Ethel Codd Luening (December 25, 1906 – November 27, 1989) was a Canadian soprano singer in concerts and operas in the 1920s and 1930s, and taught at Bennington College.

==Early life and education==
Codd was born in Winnipeg, Manitoba, and lived some of her childhood in Leavenworth, Washington, the daughter of Alfred Codd and Winifred Nelson Codd. Her sister Margaret and brothers Frank and Arthur were also singers. She was a member of the Brandon Opera in 1925 and 1926, and earned a certificate in opera from the Eastman School of Music in 1928, with further studies in Germany.

==Career==
Luening, a coloratura or lyric soprano, had a career on both concert and opera stages. She sang the role of Constanza in a 1926 production of Mozart's The Abduction of the Seraglio in Rochester. In 1927 she was soloist for a radio concert by the Rochester Philharmonic. In 1928, she debuted an Aaron Copland song, "Vocalise", with the composer as her piano accompanist. In 1929 she gave several recitals in New York City, with pianist Ernst Bacon at Steinway Hall, and with harpist Alberto Salvi. She was known for performing works by and with her composer husband, Otto Luening, including at Carnegie Hall in 1930, and at a 1943 concert at the University of Maine.

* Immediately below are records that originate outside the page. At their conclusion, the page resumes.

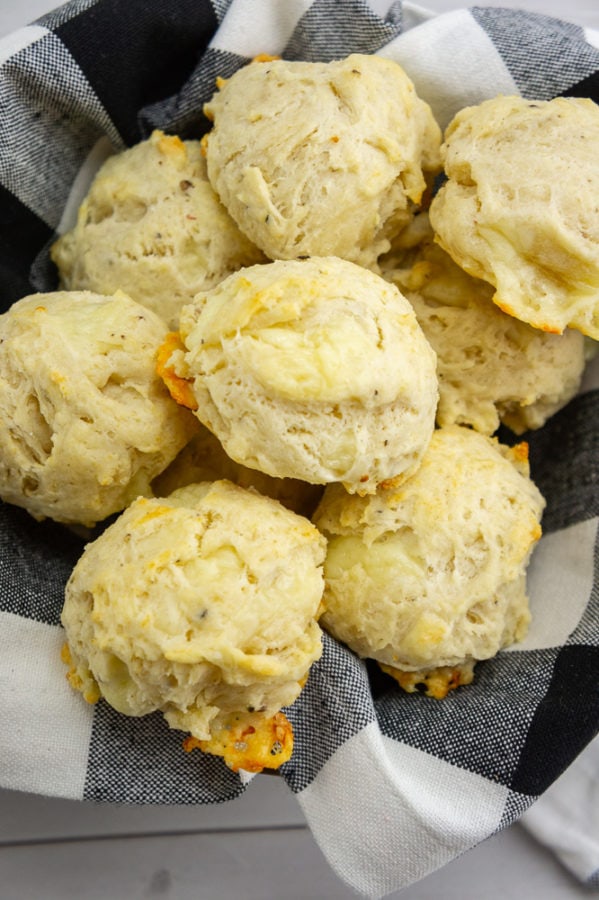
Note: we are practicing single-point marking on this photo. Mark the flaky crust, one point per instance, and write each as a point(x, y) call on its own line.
point(315, 370)
point(219, 614)
point(433, 573)
point(519, 207)
point(152, 226)
point(321, 159)
point(86, 423)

In 1931, the Long Beach Press-Telegram described her voice as "unusual", saying it "has the warmth and resonance of a contralto voice combined with the soaring bird-notes of the soprano. Even in the highest registers her voice did not lose its sweet, soothing mellow qualities." Luening taught at Bennington College from 1934 to 1944, where she was head of the voice department. She made several recordings. In 1938 she was in the cast of a production of The Marriage of Figaro in Rochester, New York. She also debuted "Yankee Doodle Fantasy" by Harry Partch.

==Personal life==
Codd married composer Otto Luening in 1927, and they divorced in 1959. She died in 1989, at the age of 82. Her papers are in the Eastman School of Music library.